El poeta asturiano D. G. nos envió el otro día, a sus amigos literarios, un correo electrónico en el que anunciaba su propósito de abandonar la literatura y la poesía “por un tiempo indefinido”. Sabemos que un tiempo indefinido puede significar un día, un año o el resto de la vida, según. Si enmascaro su nombre es por si él quisiera preservar su identidad, aunque baste decir que no es la primera vez que aquí lo nombro. En el mail se despedía de nosotros, sin asegurar cuándo volveríamos a recibir sus misivas; incluso anunció que no iba a mirar el correo en lo sucesivo, al menos en un tiempo, para alejarse por completo. Renuncia así a muchos proyectos, convirtiéndose en lo que el escritor Enrique Vila-Matas llama (basándose en el célebre cuento de Herman Melville) un Bartleby, o sea, alguien que hace de la negación su postura primordial, alguien que renuncia a la escritura y regresa al anonimato del que salimos, como del útero materno. Se dice que escribir es llorar, pero aún más en España.
En aquel mensaje, aunque el poeta no daba las claves exactas de su abandono temporal, pudimos rastrear pistas. Sirva el encabezamiento, en el que cuenta que escribe el mail en el día en que cumple cuarenta y un años. Acaso cierta crisis de la edad sea uno de los motivos (y especulo, pues D. G. ha rehusado de momento que establezcamos contacto con él), pero no el único. Tras enumerar los proyectos que abandona, aún en desarrollo o gestación, descubrimos que se había metido en múltiples tareas que, por fuerza, agotan: escritura y confección de libros suyos y libros ajenos, presentación de novelas y poemarios suyos y ajenos, cursos de escritura, viajes y compromisos, lecturas poéticas, colaboraciones mensuales... Y, por si fuera poco, dice que podremos hallar más claves de la renuncia en un breve relato de Francis Scott Fitzgerald, incluido en su antología de “Cuentos”. Se titula “La tarde de un escritor” y, aunque él lo adjuntaba en el correo electrónico, preferí buscarlo en mi biblioteca.
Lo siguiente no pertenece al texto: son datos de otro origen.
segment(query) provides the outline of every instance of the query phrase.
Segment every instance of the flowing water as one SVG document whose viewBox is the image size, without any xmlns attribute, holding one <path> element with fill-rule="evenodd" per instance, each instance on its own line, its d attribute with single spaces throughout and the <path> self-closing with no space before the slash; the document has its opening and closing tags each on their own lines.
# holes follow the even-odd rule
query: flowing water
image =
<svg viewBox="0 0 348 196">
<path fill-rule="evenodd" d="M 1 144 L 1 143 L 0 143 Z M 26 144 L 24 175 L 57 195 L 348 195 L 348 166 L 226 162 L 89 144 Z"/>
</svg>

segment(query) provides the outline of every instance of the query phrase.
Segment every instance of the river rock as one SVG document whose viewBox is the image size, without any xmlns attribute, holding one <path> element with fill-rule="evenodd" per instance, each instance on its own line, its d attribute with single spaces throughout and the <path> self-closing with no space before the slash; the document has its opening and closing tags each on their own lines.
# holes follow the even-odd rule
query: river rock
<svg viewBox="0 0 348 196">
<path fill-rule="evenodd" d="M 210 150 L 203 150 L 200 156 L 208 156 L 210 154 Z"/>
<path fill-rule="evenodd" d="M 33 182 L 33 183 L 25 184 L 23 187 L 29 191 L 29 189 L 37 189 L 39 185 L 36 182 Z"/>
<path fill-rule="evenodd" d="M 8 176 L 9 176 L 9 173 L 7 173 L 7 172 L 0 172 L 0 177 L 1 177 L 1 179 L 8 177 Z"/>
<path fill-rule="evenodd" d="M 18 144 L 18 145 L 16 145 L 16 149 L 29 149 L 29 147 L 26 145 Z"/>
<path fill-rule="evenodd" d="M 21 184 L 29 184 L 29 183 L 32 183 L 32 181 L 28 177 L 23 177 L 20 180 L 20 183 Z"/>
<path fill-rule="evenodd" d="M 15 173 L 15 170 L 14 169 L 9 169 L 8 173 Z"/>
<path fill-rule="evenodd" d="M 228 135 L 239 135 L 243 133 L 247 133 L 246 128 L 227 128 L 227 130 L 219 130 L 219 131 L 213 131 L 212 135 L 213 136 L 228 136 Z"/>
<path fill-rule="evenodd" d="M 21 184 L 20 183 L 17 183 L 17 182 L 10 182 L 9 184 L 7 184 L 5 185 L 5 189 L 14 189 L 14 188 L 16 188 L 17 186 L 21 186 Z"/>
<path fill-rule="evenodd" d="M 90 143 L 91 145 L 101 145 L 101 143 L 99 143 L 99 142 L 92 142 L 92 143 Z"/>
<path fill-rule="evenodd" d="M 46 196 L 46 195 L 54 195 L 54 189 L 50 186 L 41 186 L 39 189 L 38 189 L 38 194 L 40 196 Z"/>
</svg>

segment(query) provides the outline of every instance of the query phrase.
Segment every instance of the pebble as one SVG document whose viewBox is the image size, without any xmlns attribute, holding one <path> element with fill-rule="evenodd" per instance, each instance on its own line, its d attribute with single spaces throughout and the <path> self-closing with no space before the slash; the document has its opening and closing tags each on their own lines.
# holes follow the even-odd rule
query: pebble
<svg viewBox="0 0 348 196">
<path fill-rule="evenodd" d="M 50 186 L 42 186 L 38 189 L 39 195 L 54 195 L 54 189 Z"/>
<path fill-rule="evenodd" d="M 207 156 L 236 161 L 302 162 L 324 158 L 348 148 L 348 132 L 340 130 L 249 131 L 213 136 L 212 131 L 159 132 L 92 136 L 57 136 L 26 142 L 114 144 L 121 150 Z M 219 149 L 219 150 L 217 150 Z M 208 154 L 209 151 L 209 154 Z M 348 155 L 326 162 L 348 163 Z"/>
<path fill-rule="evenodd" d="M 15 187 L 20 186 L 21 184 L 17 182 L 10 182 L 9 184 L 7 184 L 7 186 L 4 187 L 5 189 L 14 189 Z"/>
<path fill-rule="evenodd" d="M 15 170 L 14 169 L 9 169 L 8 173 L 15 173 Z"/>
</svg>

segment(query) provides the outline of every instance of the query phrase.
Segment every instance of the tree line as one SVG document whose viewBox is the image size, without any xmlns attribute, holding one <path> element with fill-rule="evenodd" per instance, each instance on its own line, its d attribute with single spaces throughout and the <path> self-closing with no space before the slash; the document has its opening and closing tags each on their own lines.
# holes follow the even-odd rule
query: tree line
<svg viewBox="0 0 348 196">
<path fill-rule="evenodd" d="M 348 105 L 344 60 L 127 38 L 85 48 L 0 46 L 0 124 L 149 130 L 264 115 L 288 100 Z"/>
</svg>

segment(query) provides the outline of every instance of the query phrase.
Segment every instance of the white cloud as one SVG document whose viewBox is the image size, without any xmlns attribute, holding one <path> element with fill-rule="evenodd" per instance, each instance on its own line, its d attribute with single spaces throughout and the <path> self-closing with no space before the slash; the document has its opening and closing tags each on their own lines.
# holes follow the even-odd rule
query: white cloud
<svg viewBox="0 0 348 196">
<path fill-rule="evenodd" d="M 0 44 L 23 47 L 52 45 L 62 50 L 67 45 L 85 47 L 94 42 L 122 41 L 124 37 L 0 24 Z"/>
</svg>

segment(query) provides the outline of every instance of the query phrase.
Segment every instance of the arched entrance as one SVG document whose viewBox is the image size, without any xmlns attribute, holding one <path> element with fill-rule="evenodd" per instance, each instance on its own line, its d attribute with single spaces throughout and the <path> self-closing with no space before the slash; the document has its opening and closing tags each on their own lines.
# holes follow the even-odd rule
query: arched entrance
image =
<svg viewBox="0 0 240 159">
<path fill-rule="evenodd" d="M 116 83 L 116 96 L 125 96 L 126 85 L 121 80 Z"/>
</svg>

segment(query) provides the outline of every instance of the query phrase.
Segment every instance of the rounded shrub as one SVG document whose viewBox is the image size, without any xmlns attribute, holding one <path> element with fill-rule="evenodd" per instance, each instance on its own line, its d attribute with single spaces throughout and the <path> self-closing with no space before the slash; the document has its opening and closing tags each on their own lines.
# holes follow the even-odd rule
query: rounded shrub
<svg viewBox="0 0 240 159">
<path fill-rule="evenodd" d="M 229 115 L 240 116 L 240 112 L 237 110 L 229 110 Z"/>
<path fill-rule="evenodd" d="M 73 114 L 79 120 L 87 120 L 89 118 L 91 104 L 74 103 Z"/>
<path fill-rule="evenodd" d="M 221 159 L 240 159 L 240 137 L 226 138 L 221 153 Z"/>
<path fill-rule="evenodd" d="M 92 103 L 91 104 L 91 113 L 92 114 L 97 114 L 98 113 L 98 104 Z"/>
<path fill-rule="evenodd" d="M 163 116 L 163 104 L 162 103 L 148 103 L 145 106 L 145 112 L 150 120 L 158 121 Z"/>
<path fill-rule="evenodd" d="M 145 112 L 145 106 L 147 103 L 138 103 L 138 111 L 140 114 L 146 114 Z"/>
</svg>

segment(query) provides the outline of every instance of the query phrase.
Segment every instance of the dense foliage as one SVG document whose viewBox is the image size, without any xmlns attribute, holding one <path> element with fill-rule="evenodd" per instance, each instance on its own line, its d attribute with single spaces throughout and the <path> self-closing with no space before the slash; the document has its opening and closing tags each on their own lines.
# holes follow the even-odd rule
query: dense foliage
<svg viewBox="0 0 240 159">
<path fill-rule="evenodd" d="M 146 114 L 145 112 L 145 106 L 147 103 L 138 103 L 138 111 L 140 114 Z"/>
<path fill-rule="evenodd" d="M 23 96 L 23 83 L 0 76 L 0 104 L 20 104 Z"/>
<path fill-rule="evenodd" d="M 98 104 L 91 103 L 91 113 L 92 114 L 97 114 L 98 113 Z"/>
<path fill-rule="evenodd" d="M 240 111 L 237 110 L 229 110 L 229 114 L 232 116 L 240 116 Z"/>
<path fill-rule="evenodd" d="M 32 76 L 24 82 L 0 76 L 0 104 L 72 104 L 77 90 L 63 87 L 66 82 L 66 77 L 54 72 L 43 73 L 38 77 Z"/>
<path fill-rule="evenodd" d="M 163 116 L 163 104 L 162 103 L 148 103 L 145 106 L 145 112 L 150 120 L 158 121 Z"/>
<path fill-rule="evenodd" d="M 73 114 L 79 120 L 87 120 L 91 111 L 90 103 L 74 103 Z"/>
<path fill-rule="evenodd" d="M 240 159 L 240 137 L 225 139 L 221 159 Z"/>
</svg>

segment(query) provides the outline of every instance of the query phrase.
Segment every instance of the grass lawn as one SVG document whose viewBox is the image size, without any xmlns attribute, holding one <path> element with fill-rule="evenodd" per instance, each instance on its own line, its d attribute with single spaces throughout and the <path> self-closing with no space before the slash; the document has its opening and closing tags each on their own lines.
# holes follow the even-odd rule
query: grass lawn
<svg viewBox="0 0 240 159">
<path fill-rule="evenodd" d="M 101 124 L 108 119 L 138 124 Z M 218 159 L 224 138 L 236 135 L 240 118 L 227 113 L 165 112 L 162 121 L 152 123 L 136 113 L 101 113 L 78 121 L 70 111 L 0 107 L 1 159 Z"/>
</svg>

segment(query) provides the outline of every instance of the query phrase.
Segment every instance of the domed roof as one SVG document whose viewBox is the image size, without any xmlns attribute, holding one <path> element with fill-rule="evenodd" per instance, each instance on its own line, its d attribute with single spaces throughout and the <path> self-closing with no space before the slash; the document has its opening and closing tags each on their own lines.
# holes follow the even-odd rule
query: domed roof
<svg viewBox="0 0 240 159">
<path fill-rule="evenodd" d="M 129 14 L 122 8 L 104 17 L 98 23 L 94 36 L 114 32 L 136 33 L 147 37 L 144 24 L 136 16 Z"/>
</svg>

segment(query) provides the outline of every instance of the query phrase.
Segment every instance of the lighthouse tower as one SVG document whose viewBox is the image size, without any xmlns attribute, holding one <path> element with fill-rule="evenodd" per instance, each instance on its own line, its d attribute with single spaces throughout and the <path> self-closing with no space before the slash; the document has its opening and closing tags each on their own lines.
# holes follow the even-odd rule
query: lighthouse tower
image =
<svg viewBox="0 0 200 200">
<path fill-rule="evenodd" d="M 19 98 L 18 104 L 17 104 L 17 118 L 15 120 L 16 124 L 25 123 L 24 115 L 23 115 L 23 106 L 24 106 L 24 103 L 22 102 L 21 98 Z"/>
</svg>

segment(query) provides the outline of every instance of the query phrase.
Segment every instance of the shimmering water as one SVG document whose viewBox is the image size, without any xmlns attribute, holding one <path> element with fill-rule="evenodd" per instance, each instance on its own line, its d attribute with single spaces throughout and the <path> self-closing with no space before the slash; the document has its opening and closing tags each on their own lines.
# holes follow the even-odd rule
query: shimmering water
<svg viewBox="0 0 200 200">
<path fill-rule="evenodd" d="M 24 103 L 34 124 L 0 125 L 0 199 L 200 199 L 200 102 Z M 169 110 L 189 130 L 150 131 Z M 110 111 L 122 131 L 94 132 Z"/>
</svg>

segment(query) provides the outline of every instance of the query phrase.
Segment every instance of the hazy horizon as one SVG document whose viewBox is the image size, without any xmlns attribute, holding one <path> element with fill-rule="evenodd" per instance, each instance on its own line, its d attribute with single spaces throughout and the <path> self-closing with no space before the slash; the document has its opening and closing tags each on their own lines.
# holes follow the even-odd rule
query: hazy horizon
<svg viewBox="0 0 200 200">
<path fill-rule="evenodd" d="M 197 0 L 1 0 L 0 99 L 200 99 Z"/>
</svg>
Leído el cuento, hipnótico y balsámico y elegante, como todo lo de Fitzgerald, uno comprende. “La tarde de un escritor”, de tintes autobiográficos, cuenta cómo un narrador decide salir una tarde por la ciudad. El escritor está cansado: de consagrar su vida a permanecer en una silla, escribiendo; de vender los derechos de sus obras para proyectos cinematográficos que quizá no vean la luz; de escribir relatos por encargo cuando a veces no tiene apetencia; de estar encerrado entre cuatro paredes; de no sorber, en definitiva, la vida. Cuando sale, esa tarde, en realidad no hace nada. Sube al autobús, va al barbero, observa a la gente. Nos dice que, entonces, ama la vida por encima de todas las cosas, y no quiere renunciar a ella. De regreso a casa observa la fachada. Dentro, piensa con amargura, vive un escritor de éxito: él, que ha elegido una vida de reclusión voluntaria (una de las servidumbres de la literatura), en la que sin embargo no tiene tiempo para aprovechar los placeres sencillos de su juventud. En un par de pasajes del relato el autor nos indica su cansancio: debe escribir un cuento por encargo y le faltan fuerzas. Comprendo a D. G. El problema es que, en este país, dedicarse a las letras está mal visto: uno carece de jefe, el horario laboral se lo ajusta e impone uno mismo, y trabaja solo y sentado. Parece un paraíso, y no está mal. Mucha gente lo llama “tocarse los huevos”. Pero desconocen la esclavitud diaria de la escritura, la fatiga mental, las miles de horas que uno pasa amarrado a las teclas, el exiguo beneficio económico. Tras la lectura del cuento, y del mail, uno se siente algo melancólico. Para no correr el riesgo de que me suceda lo mismo, escribí esto.